Flat White

Why Ukraine matters – a short telegram

17 March 2022

10:00 AM

17 March 2022

10:00 AM

Seventy-six years ago in a US embassy after dark, America’s man in Moscow dispatched a message that would set the course of the Cold War. His name was George Kennan, and his message was the Long Telegram – a famed 8,000 word treatise on the USSR and its discontents.

‘At the bottom of the Kremlin’s neurotic view of world affairs,’ Kennen wrote, ‘is a traditional and instinctive Russian sense of insecurity.’

Three-quarters of a century later, these words wouldn’t be out of place in any of the chambers, offices, or pubs in Washington or London today.

Surely, with Putin’s heinous invasion of Ukraine and Nato’s scramble to contain him, Kennen’s Telegram doesn’t need much updating. In Russia, the more things change, the more things stay the same.

Though, if that’s the rule then Ukraine is the exception. From the ashes of the Eastern Bloc Ukraine built a fledgling democracy, and where repression and fear were once orders of the day, now liberty and optimism stand in their place.

Ukraine is a special country. It’s important to remember why that is, why the West cares – and especially – why Ukraine isn’t Russia. (With the Kremlin’s propaganda machine working overtime and its battle cry ‘No Ukraine without Russia’ it’s best to nip these things in the bud.)

It’s hard to compare apples and oranges, but let’s start by putting the difference between Ukrainian and Russian cultures in a word: ‘spouse’. In Ukrainian, this is druzhyna, derived from ‘friendship’. In Russian it is suprug, derived from ‘to harness’. One is a relationship based on equality and mutual respect, the other dominance and subjugation.


It’s no wonder the title ‘brother nation’, historically given to Ukraine by Russia, inspired trepidation, when being ‘family’ with Russia is tantamount to a wrestling match.

Ukrainian trepidation didn’t come just from word choices. For generations, tyranny was a lived experience. After two centuries of tsarist autocracy, Ukrainians endured the terrors of communist dictatorship, Holodomor (Stalin’s man-made famine), and the brutal repression of their language and culture.

Despite the trauma and sorrow, Ukrainians preserved their identity. Through the poverty and corruption, they established a democracy. And when autocracy reared its head in 2004 and 2013, Ukrainians rallied with a defiance only a nation bereaved of freedom could know.

With such a history it’s cruel that Ukraine should find another bloodthirsty neighbour rapping on the door. This time though, the stakes couldn’t be higher. For Ukrainians it’s existential; a fight for their identity outside of Russia and future within Europe. But it’s also a fight for the West and the post-second world war status quo.

In those seven and a half decades since Kennan’s telegram, the international community achieved what it had never done before: the decline of inter-state conflict and near-total acceptance of the principles of sovereignty and territorial integrity. Today, ‘war’ is a dirty word. Dreams of unprovoked military conquests will more likely see politicians arrested than elected, and with few exceptions, traditional warfare has been relegated to Hollywood.

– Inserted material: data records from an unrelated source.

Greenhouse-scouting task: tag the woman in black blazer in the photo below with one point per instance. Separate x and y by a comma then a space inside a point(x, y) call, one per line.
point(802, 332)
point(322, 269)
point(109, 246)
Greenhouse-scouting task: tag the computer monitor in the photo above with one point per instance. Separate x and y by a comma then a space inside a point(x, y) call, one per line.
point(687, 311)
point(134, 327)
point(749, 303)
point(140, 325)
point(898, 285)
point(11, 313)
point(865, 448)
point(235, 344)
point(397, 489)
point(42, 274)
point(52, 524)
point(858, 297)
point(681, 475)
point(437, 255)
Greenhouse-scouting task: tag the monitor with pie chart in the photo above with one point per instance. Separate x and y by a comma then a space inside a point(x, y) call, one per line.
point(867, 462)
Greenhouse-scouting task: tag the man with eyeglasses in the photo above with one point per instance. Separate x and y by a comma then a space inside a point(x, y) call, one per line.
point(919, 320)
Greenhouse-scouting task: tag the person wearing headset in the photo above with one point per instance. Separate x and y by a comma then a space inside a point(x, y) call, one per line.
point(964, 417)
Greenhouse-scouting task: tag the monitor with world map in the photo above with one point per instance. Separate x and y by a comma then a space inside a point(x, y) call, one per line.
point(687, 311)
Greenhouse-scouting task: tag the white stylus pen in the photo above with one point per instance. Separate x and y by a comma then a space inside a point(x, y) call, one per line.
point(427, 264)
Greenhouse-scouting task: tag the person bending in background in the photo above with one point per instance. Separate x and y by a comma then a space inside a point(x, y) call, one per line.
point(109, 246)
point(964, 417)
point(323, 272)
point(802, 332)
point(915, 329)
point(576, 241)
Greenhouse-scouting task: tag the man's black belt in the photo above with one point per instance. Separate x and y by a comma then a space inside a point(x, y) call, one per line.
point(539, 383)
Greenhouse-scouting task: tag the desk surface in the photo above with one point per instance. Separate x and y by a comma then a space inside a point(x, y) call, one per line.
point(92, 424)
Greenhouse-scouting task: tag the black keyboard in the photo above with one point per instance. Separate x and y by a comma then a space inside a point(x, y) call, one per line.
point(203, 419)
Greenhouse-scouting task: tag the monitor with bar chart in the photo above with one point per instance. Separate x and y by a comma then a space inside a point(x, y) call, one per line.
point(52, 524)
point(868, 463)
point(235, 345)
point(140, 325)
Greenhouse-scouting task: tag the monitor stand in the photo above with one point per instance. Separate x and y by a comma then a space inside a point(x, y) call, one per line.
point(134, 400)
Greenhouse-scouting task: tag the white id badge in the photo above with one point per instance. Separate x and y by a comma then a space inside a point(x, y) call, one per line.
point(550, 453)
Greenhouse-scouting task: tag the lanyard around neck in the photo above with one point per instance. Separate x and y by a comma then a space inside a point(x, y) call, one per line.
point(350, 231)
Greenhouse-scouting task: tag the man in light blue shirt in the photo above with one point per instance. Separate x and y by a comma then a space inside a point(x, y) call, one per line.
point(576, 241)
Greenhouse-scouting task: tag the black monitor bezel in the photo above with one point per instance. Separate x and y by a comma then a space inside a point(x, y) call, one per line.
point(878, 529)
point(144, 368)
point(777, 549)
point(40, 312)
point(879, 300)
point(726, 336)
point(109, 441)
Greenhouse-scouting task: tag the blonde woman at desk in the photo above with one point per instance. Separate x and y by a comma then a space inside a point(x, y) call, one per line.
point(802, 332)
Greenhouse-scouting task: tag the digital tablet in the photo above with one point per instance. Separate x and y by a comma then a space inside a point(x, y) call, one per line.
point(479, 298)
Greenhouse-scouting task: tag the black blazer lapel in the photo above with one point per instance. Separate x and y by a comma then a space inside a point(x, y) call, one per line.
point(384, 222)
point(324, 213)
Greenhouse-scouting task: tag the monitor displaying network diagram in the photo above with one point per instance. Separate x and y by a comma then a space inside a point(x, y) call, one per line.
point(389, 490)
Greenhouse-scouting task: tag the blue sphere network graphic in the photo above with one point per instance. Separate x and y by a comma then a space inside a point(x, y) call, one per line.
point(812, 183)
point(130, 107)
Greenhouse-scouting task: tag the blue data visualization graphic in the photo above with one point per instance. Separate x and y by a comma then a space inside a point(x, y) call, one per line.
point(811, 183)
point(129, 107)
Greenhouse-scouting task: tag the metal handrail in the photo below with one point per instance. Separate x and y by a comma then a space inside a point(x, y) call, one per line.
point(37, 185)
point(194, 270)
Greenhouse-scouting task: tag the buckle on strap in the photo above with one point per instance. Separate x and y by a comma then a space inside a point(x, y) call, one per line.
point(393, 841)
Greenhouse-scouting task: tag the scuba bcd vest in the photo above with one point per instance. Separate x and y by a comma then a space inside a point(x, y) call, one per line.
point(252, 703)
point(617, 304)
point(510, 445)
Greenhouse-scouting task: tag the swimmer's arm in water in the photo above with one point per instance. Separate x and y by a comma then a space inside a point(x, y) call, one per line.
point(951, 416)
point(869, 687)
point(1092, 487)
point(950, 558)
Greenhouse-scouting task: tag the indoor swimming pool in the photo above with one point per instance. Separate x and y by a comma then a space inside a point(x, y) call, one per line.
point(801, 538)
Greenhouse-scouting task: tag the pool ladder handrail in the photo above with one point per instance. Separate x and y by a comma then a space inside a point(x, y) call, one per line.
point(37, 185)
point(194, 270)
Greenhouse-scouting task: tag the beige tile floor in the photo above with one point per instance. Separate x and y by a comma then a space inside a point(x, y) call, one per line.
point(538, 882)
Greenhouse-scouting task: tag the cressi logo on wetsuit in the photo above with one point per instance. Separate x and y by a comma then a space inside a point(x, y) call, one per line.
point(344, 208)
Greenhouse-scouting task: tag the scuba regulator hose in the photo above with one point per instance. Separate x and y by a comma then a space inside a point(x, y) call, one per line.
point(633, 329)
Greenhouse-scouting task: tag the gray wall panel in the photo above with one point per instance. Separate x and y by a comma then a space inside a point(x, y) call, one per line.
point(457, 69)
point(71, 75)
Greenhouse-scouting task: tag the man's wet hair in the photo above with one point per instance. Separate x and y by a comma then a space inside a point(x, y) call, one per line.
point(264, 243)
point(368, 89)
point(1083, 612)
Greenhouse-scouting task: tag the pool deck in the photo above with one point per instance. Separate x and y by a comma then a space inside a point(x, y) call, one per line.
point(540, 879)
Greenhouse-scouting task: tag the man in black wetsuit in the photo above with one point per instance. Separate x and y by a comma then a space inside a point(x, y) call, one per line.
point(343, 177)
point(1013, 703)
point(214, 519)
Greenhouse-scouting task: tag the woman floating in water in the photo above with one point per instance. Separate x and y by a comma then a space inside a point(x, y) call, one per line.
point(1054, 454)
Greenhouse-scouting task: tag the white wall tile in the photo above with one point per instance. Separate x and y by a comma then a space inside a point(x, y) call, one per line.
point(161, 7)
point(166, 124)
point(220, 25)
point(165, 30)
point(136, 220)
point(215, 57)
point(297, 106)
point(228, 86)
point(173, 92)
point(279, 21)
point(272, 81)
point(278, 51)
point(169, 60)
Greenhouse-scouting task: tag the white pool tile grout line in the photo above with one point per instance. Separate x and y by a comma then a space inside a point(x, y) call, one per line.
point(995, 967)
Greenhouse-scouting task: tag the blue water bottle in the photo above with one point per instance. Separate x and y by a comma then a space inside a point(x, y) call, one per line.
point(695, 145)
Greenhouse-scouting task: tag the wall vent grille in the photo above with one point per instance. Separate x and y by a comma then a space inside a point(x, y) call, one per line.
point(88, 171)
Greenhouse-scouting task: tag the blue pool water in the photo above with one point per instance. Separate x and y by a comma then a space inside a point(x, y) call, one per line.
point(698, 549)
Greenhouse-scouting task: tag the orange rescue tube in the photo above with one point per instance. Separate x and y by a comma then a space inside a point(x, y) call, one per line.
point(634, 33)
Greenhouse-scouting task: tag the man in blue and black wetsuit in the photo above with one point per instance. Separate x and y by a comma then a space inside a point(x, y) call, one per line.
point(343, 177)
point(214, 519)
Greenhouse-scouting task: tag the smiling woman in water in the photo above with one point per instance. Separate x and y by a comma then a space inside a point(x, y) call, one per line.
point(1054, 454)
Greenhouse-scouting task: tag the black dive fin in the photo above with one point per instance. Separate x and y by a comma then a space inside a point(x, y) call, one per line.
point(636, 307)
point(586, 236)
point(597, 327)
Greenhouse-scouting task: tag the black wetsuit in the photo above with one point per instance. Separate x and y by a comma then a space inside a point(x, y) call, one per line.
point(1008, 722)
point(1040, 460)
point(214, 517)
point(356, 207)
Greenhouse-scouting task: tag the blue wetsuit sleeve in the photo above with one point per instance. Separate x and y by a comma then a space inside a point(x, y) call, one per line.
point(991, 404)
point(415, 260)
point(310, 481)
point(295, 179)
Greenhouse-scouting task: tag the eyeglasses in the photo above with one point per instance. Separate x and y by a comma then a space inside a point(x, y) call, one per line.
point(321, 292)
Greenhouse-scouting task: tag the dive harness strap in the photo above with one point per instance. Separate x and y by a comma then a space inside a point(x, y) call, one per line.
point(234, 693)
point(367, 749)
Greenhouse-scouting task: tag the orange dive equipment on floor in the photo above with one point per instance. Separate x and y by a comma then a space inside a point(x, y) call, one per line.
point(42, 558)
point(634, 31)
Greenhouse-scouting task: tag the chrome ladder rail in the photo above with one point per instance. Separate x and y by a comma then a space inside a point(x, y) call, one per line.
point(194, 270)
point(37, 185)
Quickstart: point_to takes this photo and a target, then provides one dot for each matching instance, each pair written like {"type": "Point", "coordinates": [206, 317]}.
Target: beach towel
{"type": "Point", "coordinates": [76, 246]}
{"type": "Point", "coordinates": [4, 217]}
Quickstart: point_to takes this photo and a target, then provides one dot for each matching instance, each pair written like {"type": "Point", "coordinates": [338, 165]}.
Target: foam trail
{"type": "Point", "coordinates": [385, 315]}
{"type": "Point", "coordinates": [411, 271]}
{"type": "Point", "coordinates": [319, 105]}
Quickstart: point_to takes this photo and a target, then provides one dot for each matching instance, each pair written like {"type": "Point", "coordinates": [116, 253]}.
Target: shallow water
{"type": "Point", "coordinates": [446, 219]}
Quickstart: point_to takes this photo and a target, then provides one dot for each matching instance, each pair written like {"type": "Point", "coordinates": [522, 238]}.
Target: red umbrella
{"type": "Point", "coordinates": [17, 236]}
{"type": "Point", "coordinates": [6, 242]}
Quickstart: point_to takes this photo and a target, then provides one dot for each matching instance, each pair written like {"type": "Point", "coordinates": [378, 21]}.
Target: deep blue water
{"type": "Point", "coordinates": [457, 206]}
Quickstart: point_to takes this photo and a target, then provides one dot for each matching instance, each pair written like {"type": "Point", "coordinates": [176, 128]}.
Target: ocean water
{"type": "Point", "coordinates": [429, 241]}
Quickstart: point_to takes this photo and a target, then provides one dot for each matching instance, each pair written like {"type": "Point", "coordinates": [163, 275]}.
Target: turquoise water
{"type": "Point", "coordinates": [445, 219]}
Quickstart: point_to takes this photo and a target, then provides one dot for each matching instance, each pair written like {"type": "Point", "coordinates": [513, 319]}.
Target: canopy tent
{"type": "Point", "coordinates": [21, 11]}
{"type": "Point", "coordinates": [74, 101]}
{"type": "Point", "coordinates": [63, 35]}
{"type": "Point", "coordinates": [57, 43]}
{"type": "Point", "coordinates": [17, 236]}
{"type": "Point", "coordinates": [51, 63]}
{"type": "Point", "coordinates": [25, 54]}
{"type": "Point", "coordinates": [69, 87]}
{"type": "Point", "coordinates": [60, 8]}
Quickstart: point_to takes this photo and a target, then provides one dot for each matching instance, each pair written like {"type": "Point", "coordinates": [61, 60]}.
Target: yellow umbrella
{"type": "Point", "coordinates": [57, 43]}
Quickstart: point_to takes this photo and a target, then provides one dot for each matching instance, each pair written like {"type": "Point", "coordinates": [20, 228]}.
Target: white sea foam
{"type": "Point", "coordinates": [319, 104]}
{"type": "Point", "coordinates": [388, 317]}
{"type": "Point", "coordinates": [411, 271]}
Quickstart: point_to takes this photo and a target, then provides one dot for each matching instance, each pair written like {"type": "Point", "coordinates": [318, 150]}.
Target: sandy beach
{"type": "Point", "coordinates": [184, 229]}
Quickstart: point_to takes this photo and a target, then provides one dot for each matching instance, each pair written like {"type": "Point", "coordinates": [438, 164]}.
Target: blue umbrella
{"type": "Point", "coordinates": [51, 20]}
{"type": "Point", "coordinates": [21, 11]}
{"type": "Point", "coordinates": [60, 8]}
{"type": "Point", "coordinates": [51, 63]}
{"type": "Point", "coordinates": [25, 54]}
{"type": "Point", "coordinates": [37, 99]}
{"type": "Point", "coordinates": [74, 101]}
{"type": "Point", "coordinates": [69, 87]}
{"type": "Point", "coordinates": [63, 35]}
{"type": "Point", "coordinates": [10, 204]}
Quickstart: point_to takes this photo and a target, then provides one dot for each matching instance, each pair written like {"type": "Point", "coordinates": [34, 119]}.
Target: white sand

This is unfailingly taken for granted and yet it couldn’t be more essential. The long peace since 1945 allowed for interdependent economies supported by liberal institutions, making war more unlikely. Peace was the input and the output; the not-so-secret ingredient for human flourishing.

Russia’s war on Ukraine threatens to take all that away. It’s a strategic challenge. It means to replace the rules-based order with the law of the jungle, where might is right and only the strong survive. This is why Ukraine matters, not just for Ukrainians, but for every inheritor of peace on Earth.

We are on a precipice. But just like Putin’s ‘war of choice’, the West faces a peace of choice: do we sacrifice Ukraine for peace in Europe? Or do we recognise that Ukraine is Europe and do whatever can be done, for Ukrainians’ sake and our own?

Understandably, Western governments have made clear the rules of the game are to avoid a third world war. They are united on economic sanctions but have stopped short of direct military intervention. This is sound policy. Yet while the economic turmoil unleashed on Russia will make warfighting harder, it will pay slow dividends.

In the meantime, Putin’s war continues and Ukraine’s magnificent resistance only makes a further escalation more likely. The West must do more to improve Ukraine’s hand. Whatever can be done within the rules of the game, must be done, for as long as it needs to be done. Not least because Ukrainians deserve it, but also because the West depends on it.